Dressed in body cameras and “Obey Jesus” and “Fear God” shirts, two men stood in a grass area on Hornbake Plaza, surrounded by dozens of students matching the group’s homophobic, racist and misogynistic remarks by attempting to reason with or mock the demonstrators.

While at first the demonstrators attempted to converse with students, the crowd eventually erupted into students dancing, barking at and throwing things at the men.

Julion Harris, a freshman management major, described the way the campus was coming together as exciting even though he was still disturbed by the demonstrators’ speech.

“Everything he is saying is against what the university stands for and what I stand for,” Harris said. “But if he has free speech I’m going to free speech my shit right back.”

Police officers patrolled the crowd and prevented students from getting close to the demonstrators, prohibiting people from entering the grass area the demonstrators were occupying. Malick Stafford, a senior math student, tried to get close for a picture of the signs but was told to step back. Stafford said he understood the police were there to prevent the crowd from getting disorderly.

“I think it’s kind of counterproductive because they’re [the demonstrators] here to get college students to act crazy,” Stafford said.

Some students attempted to make light of the situation by playing music to drown out the demonstrators.

While some found it funny, other students were hurt by what the demonstrators were saying. Hala Mowafi, a freshman neurobiology major, attempted to confront one of the speakers. The speaker then began to ridicule her for being Muslim and said someone should “check that backpack for any bombs.”

The crowd erupted in shock and anger while Mowafi was left speechless.

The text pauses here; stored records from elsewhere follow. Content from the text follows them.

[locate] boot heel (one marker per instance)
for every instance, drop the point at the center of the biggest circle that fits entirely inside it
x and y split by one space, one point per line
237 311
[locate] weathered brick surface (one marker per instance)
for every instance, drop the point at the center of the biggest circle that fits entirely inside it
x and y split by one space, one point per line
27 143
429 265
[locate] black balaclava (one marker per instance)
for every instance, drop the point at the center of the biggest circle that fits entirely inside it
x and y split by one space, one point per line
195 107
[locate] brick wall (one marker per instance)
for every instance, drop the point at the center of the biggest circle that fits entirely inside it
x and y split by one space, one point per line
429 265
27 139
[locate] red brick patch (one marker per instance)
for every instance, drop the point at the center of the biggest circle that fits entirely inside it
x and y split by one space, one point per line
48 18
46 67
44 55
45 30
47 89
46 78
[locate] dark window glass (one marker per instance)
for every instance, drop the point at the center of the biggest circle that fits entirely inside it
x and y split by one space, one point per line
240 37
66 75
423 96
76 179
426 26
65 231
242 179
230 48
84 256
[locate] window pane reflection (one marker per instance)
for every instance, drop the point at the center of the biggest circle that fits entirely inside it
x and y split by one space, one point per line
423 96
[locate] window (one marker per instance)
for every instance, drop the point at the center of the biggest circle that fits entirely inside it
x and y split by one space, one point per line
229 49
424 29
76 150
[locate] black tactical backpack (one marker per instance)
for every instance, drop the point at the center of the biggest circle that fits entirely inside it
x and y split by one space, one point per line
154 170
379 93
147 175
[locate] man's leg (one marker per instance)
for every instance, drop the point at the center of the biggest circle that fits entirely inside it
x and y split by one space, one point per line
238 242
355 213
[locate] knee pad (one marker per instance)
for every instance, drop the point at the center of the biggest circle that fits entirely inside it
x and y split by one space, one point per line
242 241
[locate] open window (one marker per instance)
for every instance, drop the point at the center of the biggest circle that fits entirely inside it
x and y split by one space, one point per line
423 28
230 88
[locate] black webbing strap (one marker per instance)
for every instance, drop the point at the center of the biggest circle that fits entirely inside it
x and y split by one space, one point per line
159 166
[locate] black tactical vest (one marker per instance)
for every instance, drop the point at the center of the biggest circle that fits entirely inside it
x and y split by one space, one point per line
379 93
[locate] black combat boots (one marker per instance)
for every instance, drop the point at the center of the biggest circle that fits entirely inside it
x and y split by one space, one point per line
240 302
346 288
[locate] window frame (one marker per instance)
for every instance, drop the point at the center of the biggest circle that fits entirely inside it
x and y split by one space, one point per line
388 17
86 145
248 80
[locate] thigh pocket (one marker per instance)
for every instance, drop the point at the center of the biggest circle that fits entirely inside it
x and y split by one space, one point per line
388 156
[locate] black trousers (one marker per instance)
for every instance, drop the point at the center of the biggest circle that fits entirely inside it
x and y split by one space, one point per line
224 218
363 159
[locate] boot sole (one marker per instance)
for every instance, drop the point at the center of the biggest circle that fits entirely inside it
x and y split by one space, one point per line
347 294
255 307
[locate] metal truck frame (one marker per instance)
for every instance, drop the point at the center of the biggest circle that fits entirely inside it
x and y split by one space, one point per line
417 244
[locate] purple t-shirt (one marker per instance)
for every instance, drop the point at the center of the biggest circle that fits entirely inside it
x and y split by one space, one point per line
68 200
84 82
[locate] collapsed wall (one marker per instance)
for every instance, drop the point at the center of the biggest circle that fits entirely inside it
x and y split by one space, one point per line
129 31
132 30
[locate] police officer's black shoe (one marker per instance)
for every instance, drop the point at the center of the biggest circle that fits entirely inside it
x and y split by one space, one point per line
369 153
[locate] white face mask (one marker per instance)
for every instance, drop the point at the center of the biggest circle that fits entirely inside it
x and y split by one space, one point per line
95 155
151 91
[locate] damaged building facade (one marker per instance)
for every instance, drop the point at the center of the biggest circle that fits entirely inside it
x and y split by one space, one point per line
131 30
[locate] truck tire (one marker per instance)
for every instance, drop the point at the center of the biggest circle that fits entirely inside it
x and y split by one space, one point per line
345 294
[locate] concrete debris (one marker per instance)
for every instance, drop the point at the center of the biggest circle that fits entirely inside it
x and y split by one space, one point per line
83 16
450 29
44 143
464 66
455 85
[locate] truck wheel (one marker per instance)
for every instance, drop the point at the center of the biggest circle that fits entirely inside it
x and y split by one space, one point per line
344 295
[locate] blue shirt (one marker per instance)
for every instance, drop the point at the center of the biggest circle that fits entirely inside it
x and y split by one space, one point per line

“He was talking about my religion. He has no idea what he is talking about,” Mowafi said. “He called me violent. He just said check her backpack. That’s horrible. I can’t take that.”

The group’s words were also upsetting to students who are practicing Christians. Ashleigh Louie, a sophomore mechanical engineering major, said these groups are what paint a negative depiction of Christianity.

“The Bible says love thy neighbor,” Louie said. “Why wouldn’t we love everyone else no matter what their race, their gender, their sexual orientation. It really doesn’t matter.”